The world we have built is founded on a paradox: trust. We trust that the food we eat is safe, that the bridges we cross are solid, and that the financial system that holds our savings and fuels our economy is stable. Yet, the recurring crises that have shaken the planet, from the Great Financial Crisis of 2008 to the European sovereign debt crisis, have deeply eroded this trust. They have revealed that the foundations of our financial castle are perhaps sandier than we have been led to believe.
The book you hold in your hands, "Quantitative Balancing: Beyond the Crisis," is not yet another lament about what doesn't work. It is a work of rare intellectual ambition and practical courage. Marco Saba does not merely diagnose the illness but proposes a cure.

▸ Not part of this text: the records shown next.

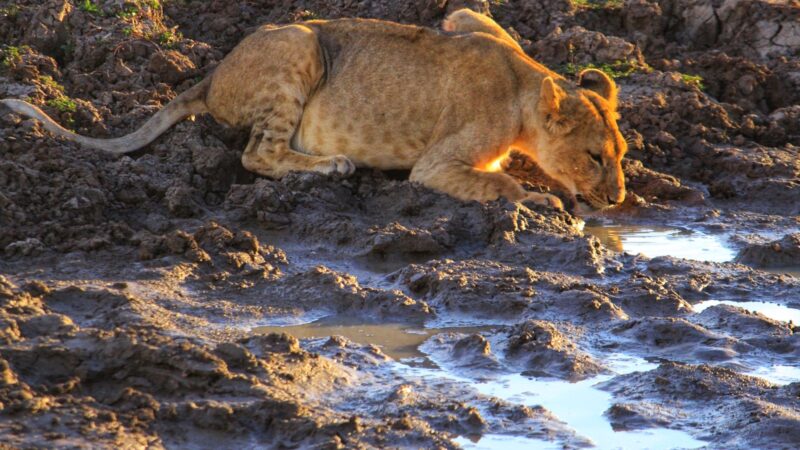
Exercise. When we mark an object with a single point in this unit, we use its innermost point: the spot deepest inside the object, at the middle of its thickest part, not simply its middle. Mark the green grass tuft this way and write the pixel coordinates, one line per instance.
(63, 104)
(693, 80)
(598, 4)
(617, 69)
(90, 7)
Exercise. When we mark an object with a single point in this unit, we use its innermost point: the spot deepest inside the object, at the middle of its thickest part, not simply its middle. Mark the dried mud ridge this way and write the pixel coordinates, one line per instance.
(129, 285)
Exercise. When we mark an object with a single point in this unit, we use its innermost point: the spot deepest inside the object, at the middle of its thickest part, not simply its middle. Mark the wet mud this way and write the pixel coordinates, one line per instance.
(146, 300)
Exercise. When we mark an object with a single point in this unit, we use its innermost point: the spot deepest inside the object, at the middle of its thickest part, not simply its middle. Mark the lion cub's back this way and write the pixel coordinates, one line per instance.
(385, 88)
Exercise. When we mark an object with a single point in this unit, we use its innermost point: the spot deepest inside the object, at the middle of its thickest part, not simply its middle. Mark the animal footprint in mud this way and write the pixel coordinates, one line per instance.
(336, 164)
(544, 199)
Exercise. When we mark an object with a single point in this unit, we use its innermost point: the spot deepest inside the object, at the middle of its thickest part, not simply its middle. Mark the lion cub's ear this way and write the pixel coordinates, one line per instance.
(551, 97)
(597, 81)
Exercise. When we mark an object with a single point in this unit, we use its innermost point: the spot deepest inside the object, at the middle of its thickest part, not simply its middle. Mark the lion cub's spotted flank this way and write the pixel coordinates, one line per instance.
(330, 96)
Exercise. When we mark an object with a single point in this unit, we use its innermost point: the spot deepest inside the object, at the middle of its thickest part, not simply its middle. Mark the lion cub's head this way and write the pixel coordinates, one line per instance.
(578, 142)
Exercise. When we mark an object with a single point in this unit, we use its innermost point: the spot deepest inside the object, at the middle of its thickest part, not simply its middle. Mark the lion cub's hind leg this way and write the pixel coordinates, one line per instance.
(265, 83)
(468, 21)
(268, 153)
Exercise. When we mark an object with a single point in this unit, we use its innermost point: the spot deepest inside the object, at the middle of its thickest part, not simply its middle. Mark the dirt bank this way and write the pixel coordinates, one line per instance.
(129, 285)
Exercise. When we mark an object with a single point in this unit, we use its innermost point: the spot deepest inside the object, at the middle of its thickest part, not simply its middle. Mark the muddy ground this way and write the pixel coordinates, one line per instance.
(130, 285)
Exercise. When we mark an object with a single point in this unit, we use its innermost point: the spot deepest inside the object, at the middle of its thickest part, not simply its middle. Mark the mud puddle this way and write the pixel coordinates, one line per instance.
(660, 240)
(774, 311)
(580, 405)
(400, 341)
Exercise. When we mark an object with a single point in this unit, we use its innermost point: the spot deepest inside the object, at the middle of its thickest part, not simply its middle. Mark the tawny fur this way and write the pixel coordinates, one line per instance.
(328, 96)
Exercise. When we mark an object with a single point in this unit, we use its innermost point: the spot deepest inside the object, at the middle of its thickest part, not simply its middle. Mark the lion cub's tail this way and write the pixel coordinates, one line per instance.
(188, 103)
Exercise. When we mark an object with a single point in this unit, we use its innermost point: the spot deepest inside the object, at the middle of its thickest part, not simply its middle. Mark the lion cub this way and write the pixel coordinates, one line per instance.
(330, 96)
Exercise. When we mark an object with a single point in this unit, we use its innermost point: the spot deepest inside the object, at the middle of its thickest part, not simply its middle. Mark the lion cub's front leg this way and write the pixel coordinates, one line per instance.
(451, 165)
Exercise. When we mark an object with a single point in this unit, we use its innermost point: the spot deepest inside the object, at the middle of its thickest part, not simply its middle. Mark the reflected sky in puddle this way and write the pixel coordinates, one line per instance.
(579, 404)
(779, 374)
(655, 240)
(772, 310)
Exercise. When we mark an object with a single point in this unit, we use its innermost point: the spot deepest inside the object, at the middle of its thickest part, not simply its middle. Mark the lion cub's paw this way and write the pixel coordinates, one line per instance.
(544, 199)
(336, 164)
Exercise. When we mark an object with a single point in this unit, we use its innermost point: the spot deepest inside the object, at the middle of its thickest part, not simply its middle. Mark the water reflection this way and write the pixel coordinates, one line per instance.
(654, 240)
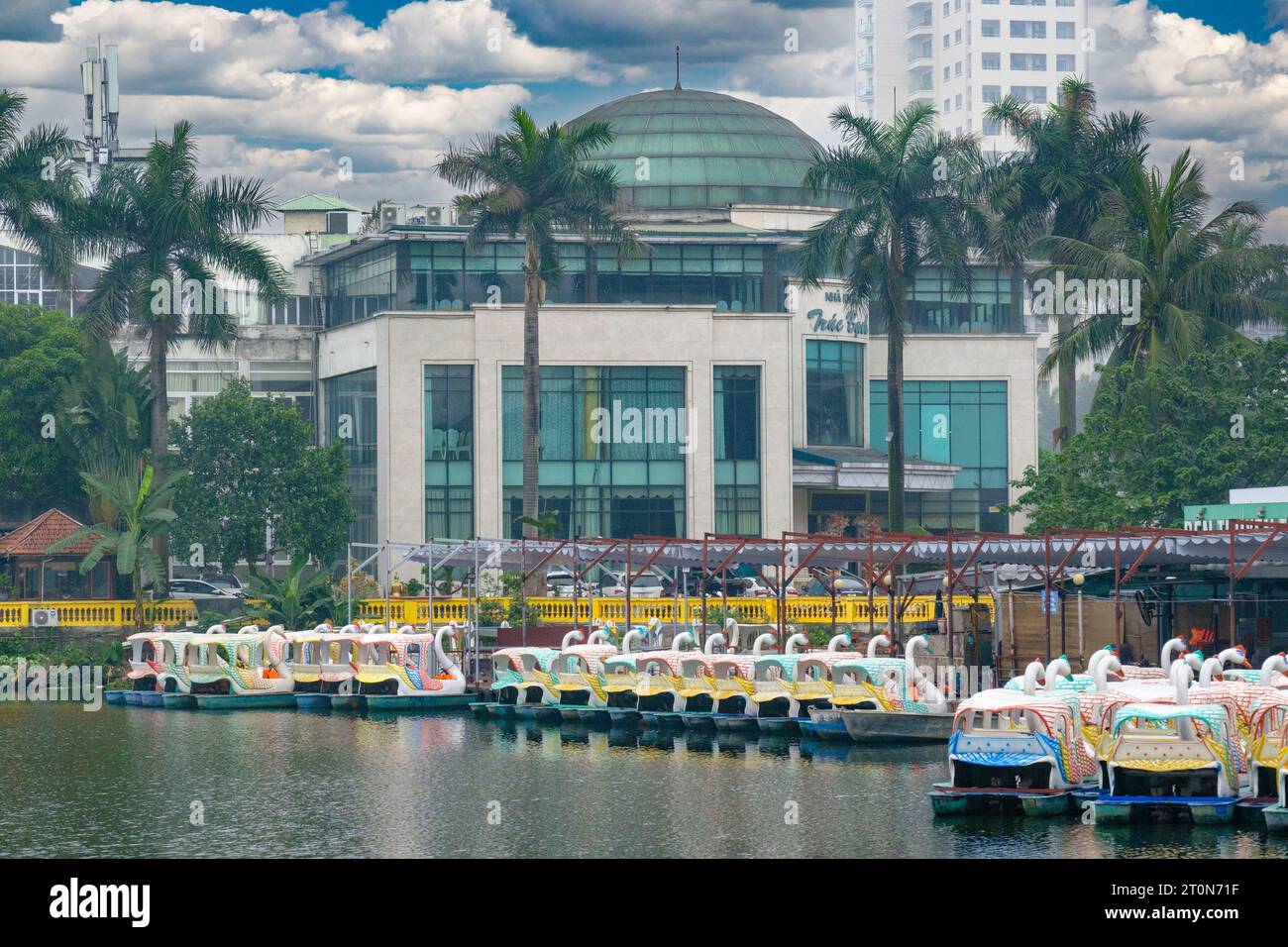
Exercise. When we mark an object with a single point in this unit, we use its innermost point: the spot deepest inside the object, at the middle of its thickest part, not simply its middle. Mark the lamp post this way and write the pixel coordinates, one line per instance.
(1078, 579)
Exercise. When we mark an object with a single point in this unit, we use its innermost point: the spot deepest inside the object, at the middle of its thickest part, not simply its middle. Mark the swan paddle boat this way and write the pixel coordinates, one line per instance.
(1010, 748)
(407, 671)
(1168, 757)
(732, 688)
(323, 663)
(910, 707)
(1267, 755)
(240, 672)
(523, 681)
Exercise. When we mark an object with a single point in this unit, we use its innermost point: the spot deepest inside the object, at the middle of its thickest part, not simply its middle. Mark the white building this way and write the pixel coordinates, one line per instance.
(758, 405)
(960, 55)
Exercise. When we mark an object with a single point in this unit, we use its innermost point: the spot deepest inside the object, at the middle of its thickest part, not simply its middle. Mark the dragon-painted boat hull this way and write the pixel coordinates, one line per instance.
(897, 727)
(429, 701)
(259, 701)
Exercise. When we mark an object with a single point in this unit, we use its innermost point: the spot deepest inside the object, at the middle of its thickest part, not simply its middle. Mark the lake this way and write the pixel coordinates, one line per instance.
(130, 781)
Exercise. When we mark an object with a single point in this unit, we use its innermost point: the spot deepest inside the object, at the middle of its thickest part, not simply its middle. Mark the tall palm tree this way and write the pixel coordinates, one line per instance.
(910, 205)
(38, 187)
(1199, 279)
(1054, 184)
(531, 182)
(160, 223)
(102, 416)
(141, 501)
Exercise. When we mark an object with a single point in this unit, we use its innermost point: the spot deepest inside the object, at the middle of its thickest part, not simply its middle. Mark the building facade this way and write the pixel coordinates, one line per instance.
(697, 386)
(961, 55)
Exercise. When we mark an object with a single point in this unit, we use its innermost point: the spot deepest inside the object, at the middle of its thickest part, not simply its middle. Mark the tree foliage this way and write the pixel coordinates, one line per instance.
(142, 510)
(909, 204)
(258, 483)
(40, 351)
(1162, 436)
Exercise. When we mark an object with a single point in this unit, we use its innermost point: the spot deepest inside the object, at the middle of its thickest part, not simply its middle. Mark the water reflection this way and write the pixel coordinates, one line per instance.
(121, 783)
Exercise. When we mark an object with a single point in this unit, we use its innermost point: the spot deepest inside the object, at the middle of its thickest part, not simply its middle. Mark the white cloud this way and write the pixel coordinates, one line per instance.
(1223, 95)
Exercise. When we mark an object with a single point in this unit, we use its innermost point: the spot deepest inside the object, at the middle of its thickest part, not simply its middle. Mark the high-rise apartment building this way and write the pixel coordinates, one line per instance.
(960, 55)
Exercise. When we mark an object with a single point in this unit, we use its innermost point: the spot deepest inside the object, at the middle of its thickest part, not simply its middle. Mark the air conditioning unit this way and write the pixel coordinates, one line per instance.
(391, 215)
(438, 214)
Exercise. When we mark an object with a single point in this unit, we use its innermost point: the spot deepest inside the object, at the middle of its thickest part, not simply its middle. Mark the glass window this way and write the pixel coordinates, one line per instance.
(737, 449)
(351, 418)
(450, 451)
(833, 392)
(612, 446)
(973, 416)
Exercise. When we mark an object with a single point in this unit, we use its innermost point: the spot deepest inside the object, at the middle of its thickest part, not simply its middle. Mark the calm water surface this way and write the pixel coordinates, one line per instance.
(123, 781)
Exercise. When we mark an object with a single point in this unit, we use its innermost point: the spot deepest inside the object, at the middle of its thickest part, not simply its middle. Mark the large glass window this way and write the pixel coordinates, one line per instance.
(737, 449)
(612, 442)
(351, 418)
(833, 392)
(993, 303)
(362, 285)
(962, 423)
(443, 275)
(450, 451)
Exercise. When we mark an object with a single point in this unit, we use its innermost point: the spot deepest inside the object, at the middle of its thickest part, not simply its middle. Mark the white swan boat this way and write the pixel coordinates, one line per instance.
(1010, 746)
(910, 706)
(406, 671)
(1167, 755)
(323, 663)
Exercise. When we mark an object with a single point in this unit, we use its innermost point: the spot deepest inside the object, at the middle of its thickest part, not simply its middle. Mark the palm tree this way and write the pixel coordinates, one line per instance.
(531, 182)
(295, 600)
(158, 224)
(38, 187)
(102, 414)
(1054, 184)
(1199, 279)
(910, 201)
(142, 513)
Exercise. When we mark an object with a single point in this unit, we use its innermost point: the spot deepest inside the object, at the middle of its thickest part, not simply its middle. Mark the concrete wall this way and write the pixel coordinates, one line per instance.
(696, 338)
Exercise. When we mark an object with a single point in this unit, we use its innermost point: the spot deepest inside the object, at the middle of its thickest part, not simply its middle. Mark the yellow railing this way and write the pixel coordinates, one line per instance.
(97, 612)
(552, 611)
(751, 611)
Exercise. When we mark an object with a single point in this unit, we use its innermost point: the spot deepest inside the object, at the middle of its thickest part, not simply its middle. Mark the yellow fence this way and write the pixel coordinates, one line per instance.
(751, 611)
(552, 611)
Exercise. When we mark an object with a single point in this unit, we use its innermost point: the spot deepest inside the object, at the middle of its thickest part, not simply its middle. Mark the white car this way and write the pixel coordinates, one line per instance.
(647, 585)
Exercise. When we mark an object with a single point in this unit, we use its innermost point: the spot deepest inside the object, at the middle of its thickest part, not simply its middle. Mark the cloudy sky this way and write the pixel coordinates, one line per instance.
(284, 90)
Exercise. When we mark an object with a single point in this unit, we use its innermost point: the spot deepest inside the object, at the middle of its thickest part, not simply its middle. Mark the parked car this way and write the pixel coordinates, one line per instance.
(559, 583)
(648, 585)
(204, 594)
(224, 579)
(844, 582)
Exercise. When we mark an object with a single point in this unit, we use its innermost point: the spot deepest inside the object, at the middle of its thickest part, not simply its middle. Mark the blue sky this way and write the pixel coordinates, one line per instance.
(287, 89)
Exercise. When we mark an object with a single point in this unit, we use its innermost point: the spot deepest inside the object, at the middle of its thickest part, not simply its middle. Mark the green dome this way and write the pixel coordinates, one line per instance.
(704, 151)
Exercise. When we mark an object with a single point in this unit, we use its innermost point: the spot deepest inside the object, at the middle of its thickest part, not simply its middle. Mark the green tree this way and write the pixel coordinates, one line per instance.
(39, 187)
(296, 600)
(1162, 436)
(1054, 183)
(102, 416)
(910, 204)
(1199, 279)
(143, 510)
(40, 351)
(531, 182)
(258, 483)
(159, 224)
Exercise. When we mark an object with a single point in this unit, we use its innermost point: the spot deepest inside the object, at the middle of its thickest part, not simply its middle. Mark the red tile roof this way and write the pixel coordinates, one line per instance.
(40, 534)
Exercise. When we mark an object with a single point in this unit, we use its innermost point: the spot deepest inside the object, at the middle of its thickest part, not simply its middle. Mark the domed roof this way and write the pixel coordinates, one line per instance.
(704, 151)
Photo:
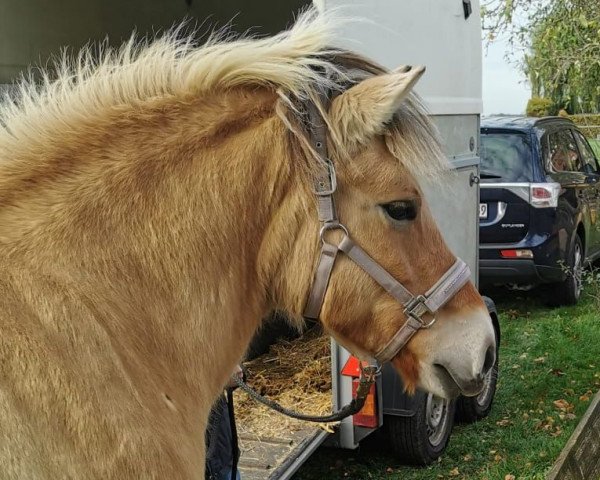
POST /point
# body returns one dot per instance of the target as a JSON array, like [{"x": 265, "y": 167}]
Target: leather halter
[{"x": 415, "y": 306}]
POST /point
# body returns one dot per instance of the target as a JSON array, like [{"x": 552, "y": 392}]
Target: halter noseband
[{"x": 415, "y": 306}]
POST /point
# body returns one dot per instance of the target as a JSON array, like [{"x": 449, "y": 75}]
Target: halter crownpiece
[{"x": 415, "y": 306}]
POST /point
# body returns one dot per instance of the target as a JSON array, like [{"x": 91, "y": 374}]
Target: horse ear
[{"x": 363, "y": 110}]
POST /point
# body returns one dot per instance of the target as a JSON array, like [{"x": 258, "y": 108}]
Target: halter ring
[{"x": 331, "y": 226}]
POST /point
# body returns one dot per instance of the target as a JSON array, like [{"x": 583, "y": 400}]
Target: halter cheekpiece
[{"x": 415, "y": 306}]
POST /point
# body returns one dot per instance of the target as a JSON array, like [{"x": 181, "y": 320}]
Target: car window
[
  {"x": 505, "y": 157},
  {"x": 586, "y": 151},
  {"x": 562, "y": 154}
]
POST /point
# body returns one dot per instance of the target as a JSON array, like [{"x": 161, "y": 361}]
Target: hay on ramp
[{"x": 295, "y": 373}]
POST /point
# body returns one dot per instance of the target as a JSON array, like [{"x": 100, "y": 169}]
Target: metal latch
[{"x": 467, "y": 8}]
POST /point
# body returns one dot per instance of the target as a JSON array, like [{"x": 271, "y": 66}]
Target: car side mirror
[
  {"x": 589, "y": 169},
  {"x": 592, "y": 178}
]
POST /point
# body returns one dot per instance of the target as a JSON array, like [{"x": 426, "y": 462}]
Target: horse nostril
[{"x": 490, "y": 359}]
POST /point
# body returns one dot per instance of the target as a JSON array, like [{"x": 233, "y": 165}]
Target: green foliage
[
  {"x": 549, "y": 371},
  {"x": 560, "y": 43},
  {"x": 540, "y": 107},
  {"x": 595, "y": 144}
]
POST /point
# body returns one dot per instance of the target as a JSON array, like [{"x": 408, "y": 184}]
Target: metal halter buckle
[
  {"x": 331, "y": 226},
  {"x": 321, "y": 187},
  {"x": 416, "y": 308}
]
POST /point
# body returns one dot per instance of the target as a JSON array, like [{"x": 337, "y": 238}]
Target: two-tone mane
[{"x": 156, "y": 203}]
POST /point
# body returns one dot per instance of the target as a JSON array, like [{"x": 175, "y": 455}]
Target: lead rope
[{"x": 368, "y": 375}]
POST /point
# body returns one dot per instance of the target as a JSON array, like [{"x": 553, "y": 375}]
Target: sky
[{"x": 504, "y": 87}]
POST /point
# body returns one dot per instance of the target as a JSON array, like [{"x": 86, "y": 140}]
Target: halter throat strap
[{"x": 415, "y": 306}]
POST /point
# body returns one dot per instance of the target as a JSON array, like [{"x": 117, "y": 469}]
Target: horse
[{"x": 158, "y": 201}]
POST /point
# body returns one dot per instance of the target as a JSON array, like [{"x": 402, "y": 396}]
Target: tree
[{"x": 559, "y": 41}]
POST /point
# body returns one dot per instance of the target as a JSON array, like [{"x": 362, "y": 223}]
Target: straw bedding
[{"x": 295, "y": 373}]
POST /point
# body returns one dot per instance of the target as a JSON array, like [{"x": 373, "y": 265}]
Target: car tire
[
  {"x": 568, "y": 291},
  {"x": 472, "y": 409},
  {"x": 423, "y": 437}
]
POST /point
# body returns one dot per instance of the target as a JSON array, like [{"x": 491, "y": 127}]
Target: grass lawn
[{"x": 549, "y": 371}]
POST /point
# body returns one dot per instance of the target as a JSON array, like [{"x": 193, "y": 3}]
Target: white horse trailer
[{"x": 445, "y": 36}]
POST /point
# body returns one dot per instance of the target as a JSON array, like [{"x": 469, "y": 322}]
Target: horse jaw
[{"x": 452, "y": 357}]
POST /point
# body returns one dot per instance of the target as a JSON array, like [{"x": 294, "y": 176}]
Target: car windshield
[{"x": 505, "y": 157}]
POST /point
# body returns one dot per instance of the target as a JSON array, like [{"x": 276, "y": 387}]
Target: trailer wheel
[
  {"x": 472, "y": 409},
  {"x": 422, "y": 438}
]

And he does so with the precision of an engineer, the vision of a reformer, and the passion of a citizen who refuses to accept the status quo.
The central idea of Quantitative Balancing is as simple in its enunciation as it is revolutionary in its implications: to make bank balance sheets transparent and to restore to the State the sovereignty over money creation. Saba dismantles, piece by piece, the "black box" of bank accounting, showing how current conventions (IFRS, US GAAP) not only fail to represent the reality of cash flows but actively mask it. The creation of money through credit, the beating heart of the modern economy, occurs in an accounting and legal gray area that generates instability, moral hazard, and an inequitable distribution of profits and losses.
The QB proposal - reclassifying deposits as a liability of banks towards the State Treasury and not towards depositors - is not a mere technical exercise. It is a paradigm shift. It transforms the bank from "owner" of the funds we entrust to it into their "custodian." It recognizes seigniorage for what it is: an income deriving from monetary sovereignty, which belongs to the community and not to a private oligopoly.
What makes this book particularly convincing is its multidisciplinary approach. Saba draws on game theory to demonstrate how QB can create a virtuous "Nash Equilibrium," where banks, the State, and depositors find it convenient to cooperate for stability. He re-examines recent crises through the lens of his model, conducting a rigorous counterfactual analysis that suggests how QB could have acted as a systemic "vaccine." And, most importantly, he doesn't stop at theory: he outlines a concrete and actionable path for legislative reform, with specific proposals for changes to Italian and European law.
"Quantitative Balancing: Beyond the Crisis" is a book destined to spark an intense and necessary debate. It challenges established dogmas, questions powerful interests, and forces us to ask a fundamental question: to whom does money belong? The answer that emerges from these pages is clear: money is a public good, and its management must be transparent, responsible, and aimed at collective well-being.
This is not just a book for economists, bankers, or regulators. It is a book for every citizen who wishes to understand the invisible forces that govern our economy and who believes in the possibility of building a financial system that is fairer, more stable, and, ultimately, more worthy of our trust.